La solidarité populaire
Toutes les grandes ONG et associations intervenant sur le terrain humanitaire se sont tournées vers les Philippines – certaines pour le meilleur, d’autres pour le pire.
Nous soutenons pour notre part une initiative de solidarité assurée par une coalition de 50 organisations à Mindanao : Mi-HANDs. Près de 1 200 foyers dans trois localités du nord de l’île de Leyte ont reçu des secours (soit probablement entre 5 et 6 000 personnes). En France, l’association Europe solidaire sans frontières (ESSF) impulse une campagne internationale de soutien financier qui, au 13 décembre 2013, avait permis d’envoyer 15 000 euros à nos partenaires philippins.
A la mi-décembre, Mi-HANDs se préparait à engager l’étape suivante de sa campagne – la « réhabilitation initiale ». Il s’agit de s’attaquer à la reconstitution d’un cadre de vie pérenne permettant à la population de reprendre en main son propre avenir. Le trauma de la catastrophe du 8 novembre est très profond et – dans la mesure où elles existaient – les organisations sociales n’ont pas résisté à l’épreuve. L’objectif est de créer les conditions psychologiques et matérielles (maisons, moyens de subsistance…) de la reconstitution d’un tissu social actif, d’une auto-organisation des victimes. L’expérience accumulée à Mindanao peut s’avérer ici précieuse : l’organisation des victimes de désastres humanitaires et des personnes déplacées y est devenue un mouvement social au même titre que les associations paysannes ou les syndicats.
Par bien des aspects, la campagne de solidarité initiée par Mi-HANDs a posé des jalons pour l’avenir. Elle s’appuie sur une mobilisation militante et non pas sur de lourdes structures administratives. Il s’agit véritablement d’une solidarité « horizontale », populaire, entre deux régions (Mindanao et les Visayas).
Mais l’étape qui s’ouvre est difficile. Les frais logistiques sont élevés du fait des distances (les secours matériels doivent être acheminés de Mindanao ou Cebu), l’aide gouvernementale fait cruellement défaut, les autorités locales sont atones, la phase de reconstruction sera longue. Notre solidarité ne doit pas leur faire défaut.
Pierre Rousset
De nombreux articles sur la situation aux Philippines sont disponibles sur le site d’ESSF. Activez le mot clé Haiyan/Yolanda : http://www.europe-solida…

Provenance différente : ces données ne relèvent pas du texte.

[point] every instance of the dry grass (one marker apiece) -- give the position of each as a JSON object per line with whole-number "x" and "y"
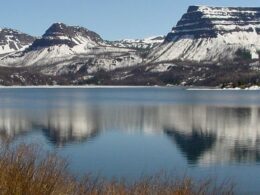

Toutes les informations sur la campagne de solidarité sont disponibles dans la rubrique : http://www.europe-solida…
Notes :
1 Les typhons (dans le Pacifique) et les ouragans (dans l’Atlantique) sont tous deux des cyclones tropicaux.
2 Selon la classification en usage aux Philippines, Haiyan/Yolanda est de classe 4, là aussi la plus élevée. Les typhons enregistrés jusqu’alors dans l’archipel ne dépassaient pas la classe 3.
3 Peu avant la catastrophe du 8 novembre, un très gros scandale de corruption et détournement de fonds a frappé les administrations chargées du développement local et de la lutte contre la pauvreté.